Amidst an abundance of crimson-flushed foliage,

With promises of an inky pink brilliance

To stain the lips with a stolen kiss.

 

Reddening tomatoes hang heavy and ponderous

Like breasts, warm from the sun.

A casual fondle brands the sinner

With a pungent yellow aroma.

I feel the firm fleshy touch

Of courgettes as I fumble

Under giant hairy leaves like umbrellas,

Where thistles lurk and nettles thrive

To prickle the naïve or unwary.

 

Brushing past fresh green peas and beans

Curling round canes in a sensual embrace,

It is almost too dark to see the pale haulms

Of potatoes lying low in their beds.

Now I work by touch alone,

Rummaging eagerly,

Fingers in the dark,

Through cool crumbling soil,

Hunting hidden treasure:

The smooth solid roundness,

The solid luminescence of skin

Held hard in my hand.

 


 

A ripe plum falls

With a soft velvet

Thud.

 

O such succulent sweetness of flesh

Teaching us how we should bless and be blessed.

 

Bearing the weight of ravishing fruitfulness

Proudly in my basket before me.

Smiling serenely, I shut the door

On the secret pleasure of my garden.

 

Helen Backhouse, Moor Lane, East Coker

 

1st prize

 

Passion fruit for Mrs McGrath

See it in its shrunken skin, paper light
As something kept in a pocket over long
Or an old golf ball lain fifty years in a river bed.

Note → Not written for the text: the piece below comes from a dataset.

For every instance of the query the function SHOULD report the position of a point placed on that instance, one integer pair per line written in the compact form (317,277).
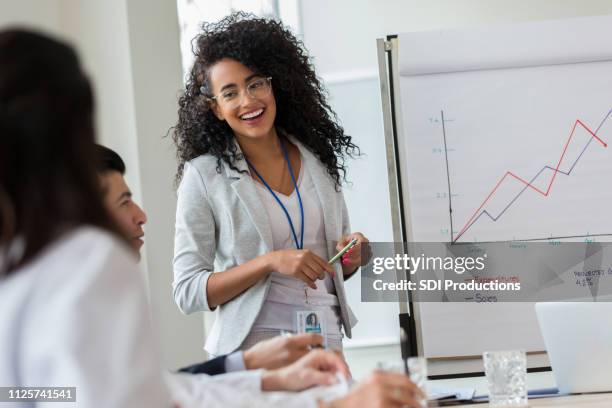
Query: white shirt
(287,295)
(77,316)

Must be some mistake. This, a fruit we must taste?
But here she comes, her tools: tea spoon and knife
And we sit, expectant as a nest of young birds.

The skin may be a dulled shell, but inside is red
As a Chinese lantern and seeds, each wrapped tight
As a boiled sweet in their glossy yellows.

So our gassy, chalky school room is cut through
With a sharp smell like mown grass, melons,
Apples fizzing in a hot sun and sherbet.

Out come the seeds, one by one, onto the bright spoon,
And out come the giggling, timid tongues, faces ready
To screw up and protest at the tart, fascinating newness of the world.